Martin Wielemaker prepares video learning objectsThe classic classroom model of long lectures and assigning homework, while popular, can be monotonous. While many professors break up lectures with short discussions and activities, Martin Wielemaker, UNB professor in the Faculty of Business Administration, chose to flip the entire concept around.

The “flipped classroom” as it’s called, is just that. Instead of spending the class lecturing to students, professors produce lecture videos for students to watch outside of class. Class time is spent working on more difficult problems, with the professor around to help students.

Many students, especially those enrolled in higher-level classes, enjoy the model, says Wielemaker. “…it gives them lots of flexibility and has the benefit of being able to re-watch [the lecture].” The videos are also more concise than a lecture. By removing pauses and filler, as well as using a script, Wielemaker is able to keep the videos short and to the point.

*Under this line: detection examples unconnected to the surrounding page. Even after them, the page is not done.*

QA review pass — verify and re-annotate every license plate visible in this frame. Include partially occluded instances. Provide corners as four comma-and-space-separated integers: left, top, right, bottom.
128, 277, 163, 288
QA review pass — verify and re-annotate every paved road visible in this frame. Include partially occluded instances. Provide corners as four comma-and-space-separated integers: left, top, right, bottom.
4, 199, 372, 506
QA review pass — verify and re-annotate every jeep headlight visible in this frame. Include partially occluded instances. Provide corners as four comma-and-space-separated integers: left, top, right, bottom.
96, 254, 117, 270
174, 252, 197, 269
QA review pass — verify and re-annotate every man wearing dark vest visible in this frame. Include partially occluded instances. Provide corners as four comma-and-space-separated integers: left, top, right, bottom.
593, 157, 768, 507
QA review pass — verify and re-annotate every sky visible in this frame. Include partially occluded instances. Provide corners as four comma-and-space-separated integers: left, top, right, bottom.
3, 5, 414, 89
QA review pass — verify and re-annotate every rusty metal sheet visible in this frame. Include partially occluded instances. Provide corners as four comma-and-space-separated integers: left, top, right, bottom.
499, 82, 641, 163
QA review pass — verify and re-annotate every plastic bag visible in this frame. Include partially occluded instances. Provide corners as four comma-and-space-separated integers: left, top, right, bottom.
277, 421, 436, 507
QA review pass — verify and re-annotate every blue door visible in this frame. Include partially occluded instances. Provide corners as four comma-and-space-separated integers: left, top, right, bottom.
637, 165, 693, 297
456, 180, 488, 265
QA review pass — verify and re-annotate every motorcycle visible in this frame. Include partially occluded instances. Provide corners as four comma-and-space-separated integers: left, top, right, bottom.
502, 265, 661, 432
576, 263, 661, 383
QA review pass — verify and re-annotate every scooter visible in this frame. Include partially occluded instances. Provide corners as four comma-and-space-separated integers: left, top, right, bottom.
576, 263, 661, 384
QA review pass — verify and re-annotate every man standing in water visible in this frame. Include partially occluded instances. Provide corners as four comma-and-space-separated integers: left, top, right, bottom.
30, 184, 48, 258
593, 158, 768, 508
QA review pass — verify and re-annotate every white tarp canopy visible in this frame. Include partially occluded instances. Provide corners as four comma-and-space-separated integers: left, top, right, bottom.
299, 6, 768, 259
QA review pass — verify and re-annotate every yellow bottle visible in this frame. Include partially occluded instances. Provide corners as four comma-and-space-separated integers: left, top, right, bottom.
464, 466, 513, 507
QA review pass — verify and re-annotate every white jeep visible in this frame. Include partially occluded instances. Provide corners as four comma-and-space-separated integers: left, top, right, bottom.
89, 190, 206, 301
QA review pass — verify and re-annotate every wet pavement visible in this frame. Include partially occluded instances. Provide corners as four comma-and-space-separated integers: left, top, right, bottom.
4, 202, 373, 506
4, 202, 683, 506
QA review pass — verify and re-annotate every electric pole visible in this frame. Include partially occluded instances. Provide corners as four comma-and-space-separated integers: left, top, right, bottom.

One of the key points of the flipped classroom is keeping students interested and motivated. One of the best ways to do this is through quality, well-produced videos.  Wielemaker hand-draws most of the elements in his videos on an iPad, and shoots them in a green screen studio.

However, there will always be students who have trouble keeping up with the online content. To counteract this, Wielemaker uses a set of incentives to keep students involved. Online quizzes and feedback in addition to using Socrative (app-based clicker for phones) in class keep students motivated and engaged through the class.

While the flipped classroom may not be for all learning types, it can be a refreshing way of looking at the classroom experience, and an especially useful tool in classes with older, self-motivated learners.